Grief: A Sacred Companion
- jazminlistens
- Jun 13
- 3 min read
Updated: 5 days ago
Grief is proof that we have loved.
An emotion like any other that needs to be expressed – not suppressed - for its lesson to be truly realized.
Grief doesn’t only arrive when someone we love chooses to depart the physical. That’s just its most recognizable form. It surfaces when we say goodbye to a place, a chapter, or a version of ourselves we’ve outgrown. It shows up in quiet moments when a life we could have lived fades into the background – even when we’re grateful we didn’t live it.

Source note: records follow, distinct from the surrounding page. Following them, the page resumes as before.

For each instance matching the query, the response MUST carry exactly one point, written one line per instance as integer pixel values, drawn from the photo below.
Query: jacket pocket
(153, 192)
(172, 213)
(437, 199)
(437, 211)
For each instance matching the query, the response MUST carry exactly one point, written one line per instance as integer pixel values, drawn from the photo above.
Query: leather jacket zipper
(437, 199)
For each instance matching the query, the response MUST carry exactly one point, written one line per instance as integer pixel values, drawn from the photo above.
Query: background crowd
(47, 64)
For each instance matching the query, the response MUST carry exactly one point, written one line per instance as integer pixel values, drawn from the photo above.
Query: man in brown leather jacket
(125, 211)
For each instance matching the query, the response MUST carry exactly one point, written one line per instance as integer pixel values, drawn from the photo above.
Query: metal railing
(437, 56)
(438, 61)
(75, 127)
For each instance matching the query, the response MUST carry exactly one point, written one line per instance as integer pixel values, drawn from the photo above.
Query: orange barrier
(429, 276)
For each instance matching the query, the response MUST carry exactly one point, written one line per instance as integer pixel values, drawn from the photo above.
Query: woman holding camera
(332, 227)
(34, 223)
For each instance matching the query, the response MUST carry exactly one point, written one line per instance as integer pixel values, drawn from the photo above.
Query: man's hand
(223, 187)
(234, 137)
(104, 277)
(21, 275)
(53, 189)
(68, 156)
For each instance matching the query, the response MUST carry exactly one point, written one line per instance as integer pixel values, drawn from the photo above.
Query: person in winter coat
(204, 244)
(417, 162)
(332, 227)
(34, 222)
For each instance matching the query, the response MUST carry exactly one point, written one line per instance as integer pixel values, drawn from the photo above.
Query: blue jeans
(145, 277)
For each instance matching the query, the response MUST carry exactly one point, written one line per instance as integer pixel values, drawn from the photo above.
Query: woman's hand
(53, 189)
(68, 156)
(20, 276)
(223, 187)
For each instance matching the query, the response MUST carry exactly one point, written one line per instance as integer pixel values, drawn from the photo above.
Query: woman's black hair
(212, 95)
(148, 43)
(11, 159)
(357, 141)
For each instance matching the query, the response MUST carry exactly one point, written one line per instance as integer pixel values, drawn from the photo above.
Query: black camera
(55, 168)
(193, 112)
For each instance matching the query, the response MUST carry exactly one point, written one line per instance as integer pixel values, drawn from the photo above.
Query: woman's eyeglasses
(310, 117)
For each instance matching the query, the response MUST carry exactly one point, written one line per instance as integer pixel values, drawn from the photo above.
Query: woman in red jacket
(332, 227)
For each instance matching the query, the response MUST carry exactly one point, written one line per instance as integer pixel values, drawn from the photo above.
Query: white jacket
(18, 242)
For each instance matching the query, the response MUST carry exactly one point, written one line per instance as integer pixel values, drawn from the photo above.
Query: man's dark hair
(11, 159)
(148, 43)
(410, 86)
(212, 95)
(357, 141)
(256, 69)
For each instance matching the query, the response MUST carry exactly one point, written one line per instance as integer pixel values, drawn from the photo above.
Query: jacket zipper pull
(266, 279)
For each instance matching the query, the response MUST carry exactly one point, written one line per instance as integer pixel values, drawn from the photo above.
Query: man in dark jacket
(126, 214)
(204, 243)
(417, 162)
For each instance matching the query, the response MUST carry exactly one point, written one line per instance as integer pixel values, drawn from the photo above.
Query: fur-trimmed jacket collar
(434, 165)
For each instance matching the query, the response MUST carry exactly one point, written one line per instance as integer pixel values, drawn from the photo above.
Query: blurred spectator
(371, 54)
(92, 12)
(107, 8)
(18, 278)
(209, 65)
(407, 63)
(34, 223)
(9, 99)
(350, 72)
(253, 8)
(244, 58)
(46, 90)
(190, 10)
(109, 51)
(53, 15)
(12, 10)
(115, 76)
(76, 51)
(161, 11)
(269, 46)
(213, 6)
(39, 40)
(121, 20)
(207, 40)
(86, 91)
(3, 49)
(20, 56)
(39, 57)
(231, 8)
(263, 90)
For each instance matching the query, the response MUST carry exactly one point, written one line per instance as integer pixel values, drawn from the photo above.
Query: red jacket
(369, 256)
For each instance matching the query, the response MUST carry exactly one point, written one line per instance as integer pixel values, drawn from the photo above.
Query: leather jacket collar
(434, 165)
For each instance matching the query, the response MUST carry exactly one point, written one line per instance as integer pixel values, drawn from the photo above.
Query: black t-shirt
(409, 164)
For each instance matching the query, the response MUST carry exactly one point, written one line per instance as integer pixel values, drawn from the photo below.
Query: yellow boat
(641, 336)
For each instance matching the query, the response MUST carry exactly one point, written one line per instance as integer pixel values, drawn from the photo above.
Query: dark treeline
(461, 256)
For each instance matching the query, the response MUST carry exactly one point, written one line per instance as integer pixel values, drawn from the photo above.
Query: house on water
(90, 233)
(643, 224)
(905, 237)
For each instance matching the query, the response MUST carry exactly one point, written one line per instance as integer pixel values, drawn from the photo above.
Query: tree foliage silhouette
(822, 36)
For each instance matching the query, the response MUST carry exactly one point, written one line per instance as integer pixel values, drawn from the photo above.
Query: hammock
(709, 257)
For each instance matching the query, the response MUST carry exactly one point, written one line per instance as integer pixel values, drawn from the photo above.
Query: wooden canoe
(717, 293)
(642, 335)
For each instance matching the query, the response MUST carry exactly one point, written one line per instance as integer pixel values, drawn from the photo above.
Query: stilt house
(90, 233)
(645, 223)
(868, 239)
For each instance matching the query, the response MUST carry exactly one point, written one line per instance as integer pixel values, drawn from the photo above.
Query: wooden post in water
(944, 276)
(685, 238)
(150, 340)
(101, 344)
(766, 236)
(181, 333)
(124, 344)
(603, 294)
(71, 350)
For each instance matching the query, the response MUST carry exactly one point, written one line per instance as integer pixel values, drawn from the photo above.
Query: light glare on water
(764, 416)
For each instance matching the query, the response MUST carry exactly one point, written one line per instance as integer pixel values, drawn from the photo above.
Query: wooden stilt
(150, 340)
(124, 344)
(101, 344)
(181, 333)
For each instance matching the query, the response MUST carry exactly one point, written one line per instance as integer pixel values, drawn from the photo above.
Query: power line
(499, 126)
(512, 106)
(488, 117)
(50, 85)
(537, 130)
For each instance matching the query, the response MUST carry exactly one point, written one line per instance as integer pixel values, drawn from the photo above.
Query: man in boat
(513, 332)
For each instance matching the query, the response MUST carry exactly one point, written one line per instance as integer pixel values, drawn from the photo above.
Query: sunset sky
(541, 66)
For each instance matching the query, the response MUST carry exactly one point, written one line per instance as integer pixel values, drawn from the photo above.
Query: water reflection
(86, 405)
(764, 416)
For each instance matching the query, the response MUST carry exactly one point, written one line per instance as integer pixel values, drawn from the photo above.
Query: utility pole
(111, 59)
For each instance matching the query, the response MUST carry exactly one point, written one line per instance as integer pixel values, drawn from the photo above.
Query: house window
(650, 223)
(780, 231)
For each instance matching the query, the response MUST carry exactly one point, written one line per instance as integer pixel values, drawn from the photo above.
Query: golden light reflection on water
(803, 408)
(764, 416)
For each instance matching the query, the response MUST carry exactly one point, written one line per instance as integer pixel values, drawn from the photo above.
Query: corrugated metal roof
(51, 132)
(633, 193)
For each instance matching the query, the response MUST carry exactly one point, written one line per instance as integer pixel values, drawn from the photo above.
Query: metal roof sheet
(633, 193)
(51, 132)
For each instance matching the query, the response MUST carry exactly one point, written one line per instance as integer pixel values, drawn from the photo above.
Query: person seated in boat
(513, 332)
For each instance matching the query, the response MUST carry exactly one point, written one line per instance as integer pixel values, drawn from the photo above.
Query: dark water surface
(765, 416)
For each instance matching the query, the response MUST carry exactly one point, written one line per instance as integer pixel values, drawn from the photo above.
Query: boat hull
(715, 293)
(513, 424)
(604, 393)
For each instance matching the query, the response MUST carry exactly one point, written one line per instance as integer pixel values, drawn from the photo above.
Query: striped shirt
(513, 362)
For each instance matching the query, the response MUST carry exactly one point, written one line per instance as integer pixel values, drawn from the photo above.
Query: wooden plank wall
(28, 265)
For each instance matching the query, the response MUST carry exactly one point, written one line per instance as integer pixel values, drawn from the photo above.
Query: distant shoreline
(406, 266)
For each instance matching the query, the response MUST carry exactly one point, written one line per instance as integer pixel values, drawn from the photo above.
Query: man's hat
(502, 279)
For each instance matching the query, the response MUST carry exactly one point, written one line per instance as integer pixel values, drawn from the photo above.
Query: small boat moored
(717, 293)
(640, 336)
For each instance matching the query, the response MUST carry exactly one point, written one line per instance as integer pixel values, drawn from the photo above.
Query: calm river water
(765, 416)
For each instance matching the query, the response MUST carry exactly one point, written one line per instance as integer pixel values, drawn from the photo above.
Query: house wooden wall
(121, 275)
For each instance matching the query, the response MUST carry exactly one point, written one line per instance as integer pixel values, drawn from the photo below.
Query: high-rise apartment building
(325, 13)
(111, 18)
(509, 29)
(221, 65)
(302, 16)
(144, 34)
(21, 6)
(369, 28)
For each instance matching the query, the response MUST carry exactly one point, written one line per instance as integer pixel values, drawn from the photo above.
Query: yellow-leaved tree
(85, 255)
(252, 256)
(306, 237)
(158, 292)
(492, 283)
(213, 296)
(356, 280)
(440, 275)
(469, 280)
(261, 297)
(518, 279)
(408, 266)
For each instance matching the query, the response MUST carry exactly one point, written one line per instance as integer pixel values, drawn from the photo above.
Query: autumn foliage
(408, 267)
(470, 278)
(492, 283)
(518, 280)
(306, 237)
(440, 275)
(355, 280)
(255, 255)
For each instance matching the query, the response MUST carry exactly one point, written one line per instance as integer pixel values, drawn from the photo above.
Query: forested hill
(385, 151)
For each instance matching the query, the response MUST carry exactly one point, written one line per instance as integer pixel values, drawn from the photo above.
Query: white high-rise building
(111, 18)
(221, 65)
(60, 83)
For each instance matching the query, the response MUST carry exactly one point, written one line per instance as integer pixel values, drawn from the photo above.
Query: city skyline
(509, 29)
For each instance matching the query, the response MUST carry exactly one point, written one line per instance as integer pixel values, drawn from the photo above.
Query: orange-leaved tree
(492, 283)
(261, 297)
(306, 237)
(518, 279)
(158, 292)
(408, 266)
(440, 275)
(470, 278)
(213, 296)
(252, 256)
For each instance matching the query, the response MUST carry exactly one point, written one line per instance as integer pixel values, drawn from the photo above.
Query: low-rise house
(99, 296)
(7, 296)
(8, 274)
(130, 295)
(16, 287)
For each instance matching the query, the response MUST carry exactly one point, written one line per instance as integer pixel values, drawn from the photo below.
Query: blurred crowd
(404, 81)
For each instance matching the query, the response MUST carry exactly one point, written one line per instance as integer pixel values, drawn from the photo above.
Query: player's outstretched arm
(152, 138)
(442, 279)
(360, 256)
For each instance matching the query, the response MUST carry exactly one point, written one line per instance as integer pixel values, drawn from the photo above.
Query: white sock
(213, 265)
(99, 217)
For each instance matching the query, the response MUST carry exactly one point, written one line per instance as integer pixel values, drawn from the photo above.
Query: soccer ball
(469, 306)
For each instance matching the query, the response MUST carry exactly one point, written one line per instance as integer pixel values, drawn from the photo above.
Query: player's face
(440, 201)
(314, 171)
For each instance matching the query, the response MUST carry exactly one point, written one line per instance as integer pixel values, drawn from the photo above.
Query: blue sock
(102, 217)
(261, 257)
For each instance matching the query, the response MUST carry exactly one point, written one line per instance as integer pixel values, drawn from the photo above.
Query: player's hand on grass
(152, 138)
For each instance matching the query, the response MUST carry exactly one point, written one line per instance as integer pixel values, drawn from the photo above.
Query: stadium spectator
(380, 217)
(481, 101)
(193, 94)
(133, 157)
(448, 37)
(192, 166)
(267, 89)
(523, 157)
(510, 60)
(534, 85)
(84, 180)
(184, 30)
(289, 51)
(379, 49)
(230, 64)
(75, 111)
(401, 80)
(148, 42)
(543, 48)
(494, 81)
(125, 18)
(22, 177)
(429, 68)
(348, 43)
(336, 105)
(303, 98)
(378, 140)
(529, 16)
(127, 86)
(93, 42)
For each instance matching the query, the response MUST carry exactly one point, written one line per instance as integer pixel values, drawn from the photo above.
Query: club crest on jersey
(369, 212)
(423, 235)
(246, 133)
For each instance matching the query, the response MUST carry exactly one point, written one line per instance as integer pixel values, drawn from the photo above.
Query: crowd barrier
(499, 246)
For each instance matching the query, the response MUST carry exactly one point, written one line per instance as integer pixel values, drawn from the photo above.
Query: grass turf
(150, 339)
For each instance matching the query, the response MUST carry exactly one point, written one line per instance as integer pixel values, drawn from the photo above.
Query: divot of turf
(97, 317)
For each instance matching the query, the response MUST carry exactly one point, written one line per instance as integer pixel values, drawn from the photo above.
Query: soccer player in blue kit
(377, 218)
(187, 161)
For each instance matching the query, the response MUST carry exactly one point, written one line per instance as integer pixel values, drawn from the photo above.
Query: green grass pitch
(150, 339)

Sometimes it shows up as a longing for something we can’t quite name. A silent ache. A yearning we can’t articulate. It hides behind brave smiles, beneath silence, inside flashes of anger, or waves of intense sadness. Because at its essence, grief is the echo of lost connection. And that connection doesn’t need to be with a person for it matter.
Grief is a sacred form transmutation. Its energy being cleared, recalibrated, and released. While it feels overwhelming in the moment, it does more than we realize – cleansing the body, honoring what has been, and making space for what’s next.

Spiritually it acts as a gateway, portal, into evolution. When we understand grief as an honoring, there is no need to tie it to a specific story or view it through negative filters. We can begin to unhook it from judgment.
Sadness, longing, missing – these are not enemies. They’re sacred messengers. Allow them to move through you. Give them their moment to say what needs to be acknowledged. Only then can you truly release what’s already gone, or what was meant to stay.
There is freedom on the other side of honoring and releasing. Two truths can be held at once: one that misses, and one that honors.
When you practice this dual awareness, the mind slowly rewires. Grief becomes not only pain, but reverence. In truth, nothing is truly lost in this existence, merely moved out of the way, or into another form, so something new can enter.
Grief as a sacred teacher, has been moving through my own life in many ways, not loudly but persistently. Recently, I have found myself submerged in sadness, of what I cannot quite define.
There’s grief for the life I used to have, one I could have lived, and one that I’m slowing transiting out of. There’s a loneliness of being misunderstood. In not being met as deeply as I long to be. And an even deeper loneliness that comes from constantly adjusting my own lens – softening my vision – so I can remain open to people who cannot yet see what I see.
There’s a longing for a home that I haven’t found on this planet. A deep tiredness of living what feels like I life I’ve outgrown. And sorrow in realizing that some people simply may not have the capacity to be with me, or there for me, in the ways my heart desires.

When I stop resisting, let the feelings magnify and the tears fall - it feels like I’m being ripped apart. The agony is sharp, unbearable sometimes and immediately after, I feel raw and sensitive. But I can breathe again. The weight lifts. The energy that was trapped finally moves.
The next time I think about whatever sparked the grief, it won’t lead to more tears but to a sense of calm knowing that I loved deeply. And that’s what the ache was trying to show me.
Everyone grieves differently and there is not ‘end’ to it. To be human is to grieve – again and again - throughout our lifetime. When we allow ourselves to feel grief fully, we open the door to profound spiritual growth. It softens our resistance to change. It reminds us of the value of impermanence. And it deepens our capacity for compassion.
As always, courage is required. To feel the emotion, to stay present when it hurts. To be vulnerable. Most people avoid this space because they think it makes them weak. The truth is masking your emotions and pretending you are ok when you’re not – that’s the real weakness.
What are you grieving that you haven’t allowed yourself to acknowledge? And what might shift if you did?